Review of complaints and compliments

The GMC says

The purpose of gathering and reflecting on compliments and complaints:

  • To identify areas of good practice, strengths and what you do well.
  • To identify areas for improvement, lessons learned and any changes to be made as a result.
  • To demonstrate you value patients' and others' concerns and comments about your work by making changes as a result of the feedback you have received.

The GMC's requirements

  • You must declare and reflect on all formal complaints made about you at your appraisal for revalidation. You should also reflect upon any complaints you receive outside of formal complaints procedures, where these provide useful learning.
  • You do not have to discuss every complaint at your appraisal. You should select those that evidence your insight and learning into your practice, and those that have caused you to make a change to your practice. You must be able to explain to your appraiser, if asked, why you have chosen these complaints over others as part of your appraisal discussion.
  • At your appraisal, you should discuss your insight and learning from the complaints, and demonstrate how you have reflected on your practice and what changes you have made or intend to make.

You should follow the same principles for collecting, discussing and reflecting on compliments.


  • You should reflect on any compliments you have received annually as part of your reflection on patient (or colleague) feedback.
  • You should include a reflective note, rather than original material, in your submitted appraisal portfolio, due to the difficulties with anonymising data, and keep any original cards or letters, if you wish, securely in a paper portfolio. Such original data, if shared with your appraiser, can be referenced in the appraisal summary to preserve the anonymity of the sender without defacing the source material.


"This guidance defines formal complaints as complaints received about you or your team that have been formally acknowledged or recorded by you or the organisation to which it was sent." (GMC, 2018 p.25)

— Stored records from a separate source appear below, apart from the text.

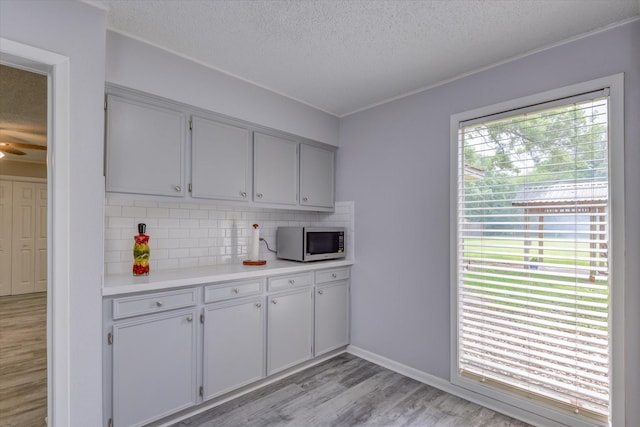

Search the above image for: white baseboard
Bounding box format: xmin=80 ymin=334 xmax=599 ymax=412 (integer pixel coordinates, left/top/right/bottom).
xmin=347 ymin=345 xmax=560 ymax=427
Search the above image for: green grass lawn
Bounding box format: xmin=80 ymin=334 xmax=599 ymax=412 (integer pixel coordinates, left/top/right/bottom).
xmin=461 ymin=238 xmax=609 ymax=329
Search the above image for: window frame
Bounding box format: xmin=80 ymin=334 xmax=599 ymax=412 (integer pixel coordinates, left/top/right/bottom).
xmin=450 ymin=73 xmax=626 ymax=427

  • Complaints should be seen as another type of feedback, allowing doctors and organisations to review and further develop their practice and to make patient-centred improvements.
  • All organisations where doctors work should have appropriate complaints procedures, which should include all doctors who work in that organisation, including locums.
  • You should be aware of the complaints procedures for all the organisations in which you work and be kept fully informed of all formal complaints in which you are named.
  • You should include your reflection on all formal complaints in which you have been named, or involved, in your appraisal every year, although if the complaint is not yet resolved your reflection may be incomplete.
  • Your reflections should consider how the complaint arose, your response and any further actions taken, or to be taken (and the results of those changes once available).
  • You do not have to discuss your reflection on every complaint at your appraisal if it has been fully discussed elsewhere but you should always declare all complaints.
  • You may not have been personally named, or involved, in any complaints during the year, in which case you should declare that.
  • If a complaint in which you have been named goes on over several years, you do not need to reflect on it in detail at every appraisal if no significant progress has been made, but you should acknowledge that there is an ongoing complaint every year in your annual declaration, and include reflection about it at least once in every revalidation cycle.
  • All relevant data included in the appraisal and revalidation portfolio should be anonymised to remove any third-party identifiable information. For this reason, although your reflection on any complaint should always form part of your appraisal portfolio, specific original supporting information relating to complaints should be shared with your appraiser separately, and discussed at appraisal so that your appraiser can comment on it in the appraisal summary.